Naguère, en une réclame fameuse, Edmond Rostand assurait qu'avec un porte-plume Onoto, il écrivait bien même en auto. Ce distique ne nous a pas convaincus, et il nous est arrivé d'avoir pris des notes sublimes en wagon qu'au retour nous ne pûmes jamais déchiffrer. Or, écoutez Chateaubriand “Un grand nombre des feuilles de mes livres ont été tracées sous la tente, dans les déserts, au milieu des flots.
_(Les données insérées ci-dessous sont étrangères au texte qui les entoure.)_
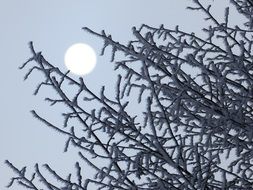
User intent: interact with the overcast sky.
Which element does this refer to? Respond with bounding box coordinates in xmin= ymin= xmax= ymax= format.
xmin=0 ymin=0 xmax=232 ymax=190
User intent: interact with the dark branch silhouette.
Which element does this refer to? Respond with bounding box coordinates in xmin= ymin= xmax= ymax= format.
xmin=6 ymin=0 xmax=253 ymax=190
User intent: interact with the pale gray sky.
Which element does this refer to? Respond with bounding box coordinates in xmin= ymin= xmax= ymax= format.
xmin=0 ymin=0 xmax=232 ymax=190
J'ai souvent, tenu la plume sans savoir comment je prolongerais de quelques instants mon existence...” Cette hâblerie romantique nous fait songer à nos frères qui sous les shrapnells cédaient encore à des soucis d'analyse; nous pensons à ces phrases interrompues tragiquement, à ces confidences que la mort arrête.
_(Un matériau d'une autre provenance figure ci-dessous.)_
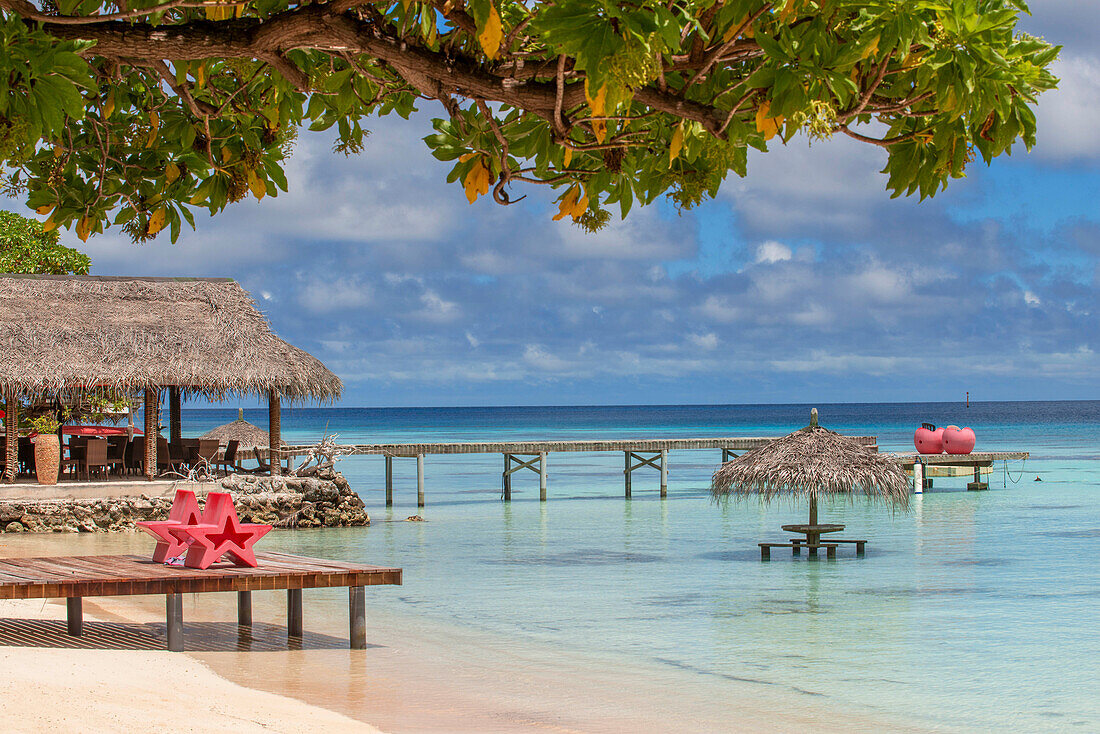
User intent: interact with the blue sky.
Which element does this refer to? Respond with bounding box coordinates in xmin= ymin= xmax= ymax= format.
xmin=25 ymin=0 xmax=1100 ymax=406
Admirons, chez les survivants, même les plus “avancés” et les plus hermétiques, cette honnêteté, ce souci de l'exactitude. Dans leur désir de nous faire éprouver la sensation qu'ils connurent eux-mêmes, il y a, en somme, un état d'esprit classique bien plus que romantique: “...le vrai seul est aimable”. Par des alliances de mots inusitées, d'inattendues images, ils souhaitent d'atteindre à la plus stricte précision. On remarque, chez la plupart, le souci dans une ville étrangère, de ne point recourir aux effets d'exotisme facile ni à l'étalage d'une érudition scolaire. Chateaubriand, à Alexandrie, n'hésite pas à écrire: “…C'était là pourtant cette Alexandrie que les bruyantes orgies d'Antoine et de Cléopâtre faisaient retentir dans les ténèbres...” Belle phrase –mais qu'un jeune moderne dédaignerait, peut-être, d'écrire. A Alexandrie, il serait curieux de noter les traits fugaces par quoi cette ville, à ce bref intervalle de temps et de durée où nous sommes, est différente de toutes les Alexandries dont l'histoire nous propose des images. Ce qui intéresse, par exemple, un de nos poètes, à Constantinople, c'est ce que l'afflux de l'émigration russe y ajoute et les mille altérations qu'elle en subit. Ces jeunes gens laisseront de ce temps-ci de brutales et raffinées images d'Epinal où la “stylisation” n'est qu'un moyen pour être plus sincère et plus véridique.
On a justement dénoncé l'influence du journalisme sur le style et il est vrai qu'il a pu gâter quelques écrivains. N'empêche que le journalisme, tel que le pratiquent certains auteurs d'Angleterre et de France, leur est une discipline; ils s'y exercent à la concision, à l'exactitude, au sens du détail significatif, à l'intelligence du public. Les Tharaud, par exemple, ont fait de l'“information” un antidote contre le romantisme; et L'Itinéraire de Paris à Jérusalem, s'il avait été écrit pour un grand journal du matin ou du soir, Chateaubriand y aurait dû faire des retouches heureuses.